Le ministère de la défense prévoit de recourir à un contrat de partenariat intégrant la conception, la construction, la rénovation, le financement, l'entretien, la maintenance et les services pendant 30 ans pour la construction (27,5 ans à partir de la livraison en 2014). Il n'est pas certain que le recours à un partenariat public-privé coûte moins cher que l'acquisition « classique » du nouveau bâtiment. Selon les estimations du Gouvernement, le projet devrait coûter sur 30 ans environ 3,5 milliards d'euros, dont 600 milliards d'euros pour le bâtiment et 100 milliards d'euros par an pour le loyer payé au prestataire. Ces ordres de grandeur sont vraisemblables, en particulier si l'on se réfère au précédent du « Main Building » britannique. Cependant, la marge d'incertitude est telle qu'il n'est pas possible d'affirmer que le recours à un partenariat public-privé permettra de faire des économies. Il faut en outre rappeler qu'aucun contrat n'est encore conclu.
Dans ces conditions, quel jugement porter sur le projet Balard ? Celui-ci présente probablement plus d'avantages que d'inconvénients, même si ces avantages sont moindres que ce qu'indique le ministère de la défense.
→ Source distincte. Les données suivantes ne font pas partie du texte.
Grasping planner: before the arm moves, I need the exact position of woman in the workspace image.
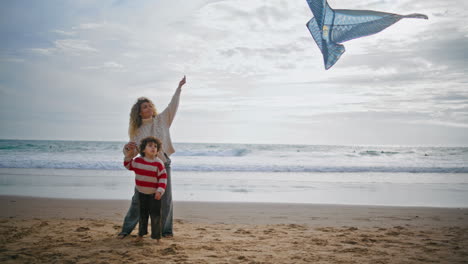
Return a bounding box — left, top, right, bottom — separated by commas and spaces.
119, 76, 185, 238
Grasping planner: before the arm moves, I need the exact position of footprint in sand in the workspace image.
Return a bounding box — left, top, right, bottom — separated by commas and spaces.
75, 226, 89, 232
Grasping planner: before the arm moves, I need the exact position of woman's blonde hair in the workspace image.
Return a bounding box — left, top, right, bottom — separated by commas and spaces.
128, 97, 158, 139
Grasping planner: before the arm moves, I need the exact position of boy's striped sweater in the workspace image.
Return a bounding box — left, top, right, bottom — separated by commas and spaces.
124, 157, 167, 195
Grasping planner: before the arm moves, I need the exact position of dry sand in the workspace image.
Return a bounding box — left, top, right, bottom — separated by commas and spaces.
0, 196, 468, 264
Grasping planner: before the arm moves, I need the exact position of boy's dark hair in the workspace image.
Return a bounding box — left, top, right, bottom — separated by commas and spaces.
140, 137, 162, 157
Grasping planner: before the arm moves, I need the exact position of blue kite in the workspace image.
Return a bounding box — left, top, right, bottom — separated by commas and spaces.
307, 0, 428, 70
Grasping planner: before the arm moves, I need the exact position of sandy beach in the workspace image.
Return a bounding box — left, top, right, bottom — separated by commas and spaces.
0, 196, 468, 264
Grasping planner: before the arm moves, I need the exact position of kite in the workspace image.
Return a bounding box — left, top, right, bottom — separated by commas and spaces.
307, 0, 428, 70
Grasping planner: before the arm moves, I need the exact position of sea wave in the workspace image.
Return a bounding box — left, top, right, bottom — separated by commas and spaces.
0, 161, 468, 173
174, 148, 250, 157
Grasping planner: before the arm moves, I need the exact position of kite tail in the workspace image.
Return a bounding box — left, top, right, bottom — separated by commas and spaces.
323, 42, 345, 70
403, 13, 429, 19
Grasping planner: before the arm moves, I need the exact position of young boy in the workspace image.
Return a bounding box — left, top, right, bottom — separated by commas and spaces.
124, 137, 167, 243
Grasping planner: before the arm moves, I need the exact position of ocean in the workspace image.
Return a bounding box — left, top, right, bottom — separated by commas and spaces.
0, 140, 468, 207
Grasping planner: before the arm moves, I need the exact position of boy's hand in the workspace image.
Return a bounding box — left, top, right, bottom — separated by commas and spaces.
154, 192, 162, 200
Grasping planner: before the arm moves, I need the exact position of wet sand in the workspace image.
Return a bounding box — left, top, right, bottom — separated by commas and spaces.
0, 196, 468, 263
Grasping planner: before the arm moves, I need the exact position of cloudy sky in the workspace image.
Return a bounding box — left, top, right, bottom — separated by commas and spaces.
0, 0, 468, 146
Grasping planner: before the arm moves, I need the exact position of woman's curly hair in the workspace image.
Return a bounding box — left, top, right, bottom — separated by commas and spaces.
128, 97, 158, 139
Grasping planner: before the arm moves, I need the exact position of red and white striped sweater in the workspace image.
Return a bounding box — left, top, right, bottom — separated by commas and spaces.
124, 157, 167, 195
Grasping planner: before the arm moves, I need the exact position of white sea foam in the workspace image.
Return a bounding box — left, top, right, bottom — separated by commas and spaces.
0, 140, 468, 173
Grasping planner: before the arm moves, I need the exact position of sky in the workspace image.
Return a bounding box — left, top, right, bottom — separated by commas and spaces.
0, 0, 468, 146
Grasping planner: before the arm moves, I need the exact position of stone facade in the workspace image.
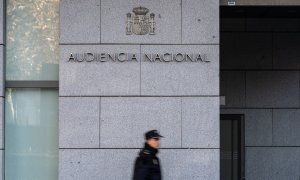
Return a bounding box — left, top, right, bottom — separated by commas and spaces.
59, 0, 220, 180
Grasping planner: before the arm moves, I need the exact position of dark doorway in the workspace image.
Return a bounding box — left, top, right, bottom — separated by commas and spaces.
220, 114, 245, 180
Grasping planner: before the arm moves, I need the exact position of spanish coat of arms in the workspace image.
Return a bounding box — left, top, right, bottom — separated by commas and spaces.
126, 6, 155, 35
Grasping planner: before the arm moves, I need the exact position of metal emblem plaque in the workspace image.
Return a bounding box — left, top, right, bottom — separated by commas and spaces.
126, 6, 155, 35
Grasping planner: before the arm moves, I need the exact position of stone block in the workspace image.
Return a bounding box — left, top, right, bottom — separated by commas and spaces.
59, 45, 140, 96
273, 109, 300, 146
182, 0, 220, 44
0, 0, 5, 44
246, 71, 299, 108
0, 45, 5, 96
60, 0, 100, 44
59, 149, 138, 180
0, 98, 5, 149
100, 97, 181, 148
59, 97, 100, 148
59, 149, 220, 180
159, 149, 220, 180
101, 0, 181, 44
220, 71, 246, 107
182, 97, 220, 148
141, 45, 219, 96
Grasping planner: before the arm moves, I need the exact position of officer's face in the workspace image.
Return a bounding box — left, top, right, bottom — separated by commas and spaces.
147, 138, 160, 149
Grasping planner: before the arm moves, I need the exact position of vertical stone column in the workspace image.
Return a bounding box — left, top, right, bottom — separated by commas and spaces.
59, 0, 220, 180
0, 0, 5, 180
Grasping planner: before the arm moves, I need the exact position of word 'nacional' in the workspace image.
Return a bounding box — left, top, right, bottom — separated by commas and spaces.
68, 53, 210, 63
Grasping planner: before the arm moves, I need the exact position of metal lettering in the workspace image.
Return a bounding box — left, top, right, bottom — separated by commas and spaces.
144, 54, 152, 62
84, 53, 95, 62
69, 53, 75, 61
154, 54, 161, 61
186, 54, 194, 62
174, 53, 185, 62
131, 54, 138, 62
117, 53, 128, 62
162, 53, 173, 62
75, 54, 84, 62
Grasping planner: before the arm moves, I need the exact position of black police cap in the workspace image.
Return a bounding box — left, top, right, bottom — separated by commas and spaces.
145, 129, 163, 140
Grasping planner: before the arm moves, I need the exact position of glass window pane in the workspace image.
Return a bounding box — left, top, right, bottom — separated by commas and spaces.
6, 0, 59, 80
5, 88, 58, 180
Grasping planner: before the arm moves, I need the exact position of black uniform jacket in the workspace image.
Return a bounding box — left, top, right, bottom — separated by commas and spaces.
133, 143, 162, 180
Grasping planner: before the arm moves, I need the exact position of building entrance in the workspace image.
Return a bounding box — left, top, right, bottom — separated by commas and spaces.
220, 114, 245, 180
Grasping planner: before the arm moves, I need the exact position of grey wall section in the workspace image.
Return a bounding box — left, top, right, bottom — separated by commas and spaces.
59, 0, 220, 180
220, 18, 300, 180
0, 0, 5, 180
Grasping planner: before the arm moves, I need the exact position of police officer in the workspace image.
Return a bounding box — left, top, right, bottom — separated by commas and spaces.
133, 130, 163, 180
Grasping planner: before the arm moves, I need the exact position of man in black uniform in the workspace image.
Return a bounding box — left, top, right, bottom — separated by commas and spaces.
133, 130, 163, 180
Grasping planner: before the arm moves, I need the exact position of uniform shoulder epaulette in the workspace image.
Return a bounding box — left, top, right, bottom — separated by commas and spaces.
140, 149, 150, 156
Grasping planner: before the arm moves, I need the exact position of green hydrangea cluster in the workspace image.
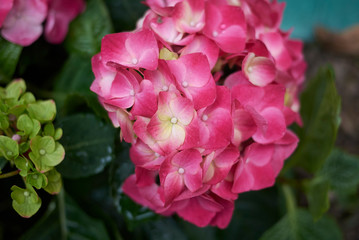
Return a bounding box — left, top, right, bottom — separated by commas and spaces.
0, 79, 65, 217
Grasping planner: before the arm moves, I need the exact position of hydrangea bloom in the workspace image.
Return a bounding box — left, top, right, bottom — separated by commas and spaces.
0, 0, 85, 46
91, 0, 306, 228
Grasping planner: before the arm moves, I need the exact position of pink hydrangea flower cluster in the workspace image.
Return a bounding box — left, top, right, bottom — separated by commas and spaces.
0, 0, 85, 46
91, 0, 306, 228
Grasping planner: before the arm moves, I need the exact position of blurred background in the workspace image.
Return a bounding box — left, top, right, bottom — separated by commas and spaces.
282, 0, 359, 240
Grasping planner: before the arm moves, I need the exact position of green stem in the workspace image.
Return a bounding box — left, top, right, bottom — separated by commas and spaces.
282, 184, 298, 233
57, 188, 68, 240
0, 170, 20, 179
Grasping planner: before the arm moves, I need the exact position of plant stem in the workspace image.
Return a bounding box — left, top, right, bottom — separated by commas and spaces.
0, 170, 20, 179
57, 188, 68, 240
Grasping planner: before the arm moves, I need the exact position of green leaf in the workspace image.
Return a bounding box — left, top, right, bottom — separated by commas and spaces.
26, 172, 47, 189
260, 209, 343, 240
43, 123, 55, 137
307, 176, 330, 220
11, 184, 41, 218
320, 149, 359, 190
105, 0, 148, 32
54, 128, 63, 140
0, 112, 9, 130
55, 54, 107, 117
20, 193, 110, 240
57, 114, 115, 178
29, 136, 65, 172
6, 79, 26, 100
217, 187, 281, 240
65, 0, 113, 57
20, 92, 36, 104
14, 157, 31, 177
286, 67, 341, 173
44, 168, 62, 194
16, 114, 33, 135
27, 100, 56, 123
0, 37, 22, 83
0, 136, 19, 160
16, 114, 41, 138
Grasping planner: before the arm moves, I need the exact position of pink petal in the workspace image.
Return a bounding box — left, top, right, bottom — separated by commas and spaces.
144, 59, 175, 95
253, 107, 286, 144
1, 0, 47, 46
163, 172, 184, 205
131, 80, 157, 117
101, 29, 159, 70
210, 197, 234, 229
260, 32, 292, 71
45, 0, 85, 44
177, 196, 223, 227
243, 53, 276, 87
181, 35, 219, 69
232, 159, 256, 193
130, 139, 164, 170
243, 143, 274, 167
172, 0, 205, 33
0, 0, 14, 27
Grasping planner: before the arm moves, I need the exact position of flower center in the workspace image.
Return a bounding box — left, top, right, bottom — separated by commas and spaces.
171, 117, 178, 124
202, 114, 208, 121
39, 149, 46, 155
132, 58, 138, 65
162, 85, 168, 92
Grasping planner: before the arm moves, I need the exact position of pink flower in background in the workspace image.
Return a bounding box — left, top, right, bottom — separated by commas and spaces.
0, 0, 85, 46
45, 0, 85, 44
0, 0, 14, 28
91, 0, 306, 228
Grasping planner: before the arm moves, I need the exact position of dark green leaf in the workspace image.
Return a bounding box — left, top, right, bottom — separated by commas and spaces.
260, 209, 343, 240
65, 0, 113, 57
11, 184, 41, 218
44, 168, 62, 194
21, 196, 110, 240
0, 37, 22, 83
57, 114, 115, 178
105, 0, 148, 32
144, 218, 188, 240
6, 79, 26, 100
217, 188, 280, 240
307, 177, 329, 220
0, 136, 19, 160
55, 55, 107, 116
286, 67, 340, 172
320, 149, 359, 190
27, 100, 56, 123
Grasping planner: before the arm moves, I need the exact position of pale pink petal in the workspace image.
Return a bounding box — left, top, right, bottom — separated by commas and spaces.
181, 35, 219, 69
131, 80, 157, 117
101, 29, 159, 70
243, 53, 276, 87
172, 0, 205, 33
163, 172, 184, 205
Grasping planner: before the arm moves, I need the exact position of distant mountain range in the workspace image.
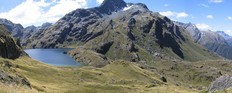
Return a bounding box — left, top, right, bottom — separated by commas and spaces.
175, 22, 232, 59
18, 0, 218, 66
0, 0, 232, 93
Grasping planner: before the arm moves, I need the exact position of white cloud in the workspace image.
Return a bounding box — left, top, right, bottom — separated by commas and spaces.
164, 4, 169, 7
97, 0, 104, 4
209, 0, 223, 3
196, 23, 211, 30
160, 11, 189, 18
0, 0, 87, 26
176, 12, 188, 18
206, 15, 213, 19
198, 4, 209, 8
224, 30, 232, 36
227, 16, 232, 20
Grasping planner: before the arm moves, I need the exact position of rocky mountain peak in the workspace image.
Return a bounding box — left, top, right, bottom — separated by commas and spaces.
99, 0, 127, 14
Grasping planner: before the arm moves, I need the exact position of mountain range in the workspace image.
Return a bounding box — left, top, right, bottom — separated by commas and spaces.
0, 0, 232, 93
175, 22, 232, 59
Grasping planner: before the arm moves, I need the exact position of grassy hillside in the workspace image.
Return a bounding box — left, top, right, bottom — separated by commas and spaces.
0, 57, 201, 93
0, 57, 232, 93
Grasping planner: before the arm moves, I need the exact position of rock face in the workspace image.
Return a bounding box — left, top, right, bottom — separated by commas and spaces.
175, 22, 232, 59
25, 0, 218, 66
208, 75, 232, 92
0, 19, 23, 38
0, 24, 25, 59
216, 31, 232, 46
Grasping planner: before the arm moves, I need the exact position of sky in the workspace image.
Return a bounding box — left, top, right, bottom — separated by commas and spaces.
0, 0, 232, 35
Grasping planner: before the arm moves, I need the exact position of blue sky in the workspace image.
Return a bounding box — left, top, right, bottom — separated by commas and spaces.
0, 0, 232, 35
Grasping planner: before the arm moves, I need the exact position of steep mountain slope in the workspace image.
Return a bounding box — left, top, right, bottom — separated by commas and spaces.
0, 18, 23, 38
175, 22, 232, 59
20, 23, 52, 46
0, 24, 25, 59
25, 0, 218, 66
216, 31, 232, 46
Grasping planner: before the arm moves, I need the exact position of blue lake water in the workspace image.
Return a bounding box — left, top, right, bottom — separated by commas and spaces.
24, 48, 81, 66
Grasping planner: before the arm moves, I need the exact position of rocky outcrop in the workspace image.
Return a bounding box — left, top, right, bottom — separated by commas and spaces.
0, 70, 31, 87
22, 0, 218, 67
0, 24, 25, 59
208, 75, 232, 92
0, 19, 23, 38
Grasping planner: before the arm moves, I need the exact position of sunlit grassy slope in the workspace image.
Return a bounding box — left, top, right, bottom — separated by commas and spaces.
0, 57, 203, 93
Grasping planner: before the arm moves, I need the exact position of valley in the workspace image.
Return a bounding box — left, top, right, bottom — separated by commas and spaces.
0, 0, 232, 93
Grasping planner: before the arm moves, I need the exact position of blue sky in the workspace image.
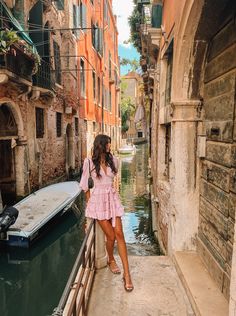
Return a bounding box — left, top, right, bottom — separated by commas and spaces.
119, 45, 140, 75
113, 0, 139, 75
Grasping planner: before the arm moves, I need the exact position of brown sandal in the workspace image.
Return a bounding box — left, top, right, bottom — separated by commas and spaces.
123, 274, 134, 292
107, 260, 121, 274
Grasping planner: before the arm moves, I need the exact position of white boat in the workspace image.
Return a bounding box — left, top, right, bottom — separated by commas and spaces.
0, 181, 81, 247
118, 144, 136, 155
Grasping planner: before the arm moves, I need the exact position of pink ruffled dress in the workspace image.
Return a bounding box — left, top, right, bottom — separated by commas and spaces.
80, 156, 124, 227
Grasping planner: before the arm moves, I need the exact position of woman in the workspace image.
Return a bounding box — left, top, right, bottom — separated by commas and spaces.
80, 135, 134, 292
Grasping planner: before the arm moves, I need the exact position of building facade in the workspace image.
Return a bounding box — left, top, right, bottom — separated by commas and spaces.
0, 0, 120, 204
122, 71, 142, 139
74, 0, 121, 157
136, 0, 236, 315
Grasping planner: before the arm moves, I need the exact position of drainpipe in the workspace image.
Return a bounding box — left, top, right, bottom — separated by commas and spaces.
13, 0, 25, 29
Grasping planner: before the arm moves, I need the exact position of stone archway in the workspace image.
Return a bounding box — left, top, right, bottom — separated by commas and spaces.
0, 98, 25, 204
66, 124, 75, 176
172, 0, 236, 306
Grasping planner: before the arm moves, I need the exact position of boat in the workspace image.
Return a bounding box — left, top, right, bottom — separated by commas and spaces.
118, 144, 136, 155
0, 181, 81, 248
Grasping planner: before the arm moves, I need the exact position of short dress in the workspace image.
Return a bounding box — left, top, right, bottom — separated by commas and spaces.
79, 156, 124, 227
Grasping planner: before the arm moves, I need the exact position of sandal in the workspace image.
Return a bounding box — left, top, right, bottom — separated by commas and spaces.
107, 260, 121, 274
123, 274, 134, 292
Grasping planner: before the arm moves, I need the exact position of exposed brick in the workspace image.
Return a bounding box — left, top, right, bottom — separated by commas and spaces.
200, 179, 229, 217
222, 273, 230, 301
202, 161, 230, 192
200, 198, 228, 240
205, 120, 233, 143
226, 241, 233, 275
204, 91, 234, 121
231, 144, 236, 168
208, 21, 236, 60
205, 45, 236, 82
204, 73, 235, 100
197, 238, 224, 289
228, 218, 234, 244
199, 215, 227, 263
230, 169, 236, 193
229, 193, 236, 220
206, 142, 231, 167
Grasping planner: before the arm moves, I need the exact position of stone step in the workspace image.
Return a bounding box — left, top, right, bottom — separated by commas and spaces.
173, 251, 229, 316
88, 256, 195, 316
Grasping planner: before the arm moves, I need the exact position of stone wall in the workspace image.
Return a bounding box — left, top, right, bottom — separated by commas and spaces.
199, 20, 236, 298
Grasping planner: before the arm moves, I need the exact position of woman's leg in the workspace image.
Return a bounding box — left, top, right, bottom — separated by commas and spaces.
98, 220, 120, 273
114, 217, 133, 288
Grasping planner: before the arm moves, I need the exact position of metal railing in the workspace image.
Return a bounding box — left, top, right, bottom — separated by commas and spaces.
52, 220, 96, 316
33, 59, 55, 90
0, 47, 34, 81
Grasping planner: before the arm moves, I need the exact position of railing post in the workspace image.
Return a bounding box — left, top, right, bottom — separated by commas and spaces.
95, 221, 107, 269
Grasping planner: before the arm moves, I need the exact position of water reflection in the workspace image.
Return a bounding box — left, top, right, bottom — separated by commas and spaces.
119, 144, 159, 255
0, 200, 84, 316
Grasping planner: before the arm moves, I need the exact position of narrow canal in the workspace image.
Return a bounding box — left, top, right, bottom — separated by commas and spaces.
0, 145, 158, 316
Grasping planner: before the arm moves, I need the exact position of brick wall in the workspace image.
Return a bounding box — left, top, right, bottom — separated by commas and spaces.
199, 16, 236, 297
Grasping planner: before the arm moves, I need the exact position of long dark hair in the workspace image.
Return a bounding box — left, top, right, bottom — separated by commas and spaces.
92, 134, 117, 178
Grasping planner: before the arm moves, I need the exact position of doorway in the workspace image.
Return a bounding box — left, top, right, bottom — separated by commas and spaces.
0, 104, 18, 206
Ce dont dépendra a posteriori le bien-fondé de la décision, c'est probablement les modalités de cession des autres biens parisiens, et en particulier de l'îlot Saint Germain. Celui-ci n'est pas facile à vendre parce qu'il représente une superficie énorme, égale à la moitié de celle de tous les biens parisiens. Avant la crise financière, sa cession ne semblait pas poser de problème particulier, mais la situation a changé. Il ne faudrait pas que le « projet Balard » conduise à conserver pendant des années un immeuble inoccupé, de très grande superficie, que l'on ne parviendrait pas à céder. Faute de quoi, nécessairement, on se demandera à quoi aura servi ce projet.